The Duval County Christmas Bird Count occurred yesterday, Monday, December 26, 2016. The Monday date created a few attendance/participation problems and my team’s availability was certainly impacted. I’ve been doing this team/territory for eleven years and this year I was joined by Martha for the fifth year in a row. As you can imagine, I’ve seen a lot of development and habitat changes in those 11 years but fortunately some of the hotspots (like the end of Shark Road) have remained relatively unblemished. I can’t say the same for what is now the Tidewater subdivision or even how they’ve (mis)managed Pumpkin Hill State Park. Regardless, Martha and I spent a great day covering the territory together under an overcast sky that was interspersed with light rain throughout. Our team tallied 108 species, and the total CBC count is a tentative 161. Martha and I contributed a number of species that no other team reported, including Greater Scaup, Virginia Rail, Field Sparrow, White-crowned Sparrow, White-throated Sparrow, and Mottled Duck.
Our day began at Betz Tiger Point where we notched two Virginia Rails before dawn before hurriedly making our way to the American Woodcock spot. The Woodcock is about a 50/50 proposition there anymore, and we dipped yesterday at both dawn and dusk. We also tried two places for owls and tallied a big fat zero. At dawn, we scoped Pumpkin Hill Creek from the kayak launch area before heading up to Shark Road on Black Hammock Island, where we got all three marsh sparrows, a flyover Common Loon, and about 40 other species. We made a brief pit stop at the Cedar Point Preserve boat ramp before heading over to Eastport Wastelands to cover that territory and ensure the count got some of the specialty sparrows (White-Crowned, White-throated, Field, and Vesper) that are often missed at Talbot Islands for some reason. Grasshopper Sparrows also occur there, but can be very difficult. We managed to get all the expected species and by the “Power of Eastport”, we recorded 63 species in under two hours there, in the rain!

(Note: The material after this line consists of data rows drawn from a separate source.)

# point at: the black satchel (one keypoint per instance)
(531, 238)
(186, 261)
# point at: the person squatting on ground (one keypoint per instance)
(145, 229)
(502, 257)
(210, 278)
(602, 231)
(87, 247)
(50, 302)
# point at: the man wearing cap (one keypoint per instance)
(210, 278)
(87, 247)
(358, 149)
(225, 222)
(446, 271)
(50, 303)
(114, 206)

After Eastport, Martha and I drove through Tidewater subdivision, which is almost now completely built out. When I first started doing this count with Roger, there were just a handful of “spec homes” and it was still a great place for Woodcock, loads of ducks, coots, and moorhens, and was also the go-to spot in our area for Eastern Meadowlark. Yesterday, Martha and I saw a couple of crows and loads of Yellow-rumped Warblers, but not a single other species. Remarkable and depressing, in equal measure. We spent the remainder of the afternoon covering Black Hammock Island, trying for Brown-headed Nuthatches around Pumpkin Hill, and poking around Cedar Point Preserve prior to finishing the day back at Tiger Point.
All said, 108 species in just a sliver of the county by a team of two wasn’t too shabby!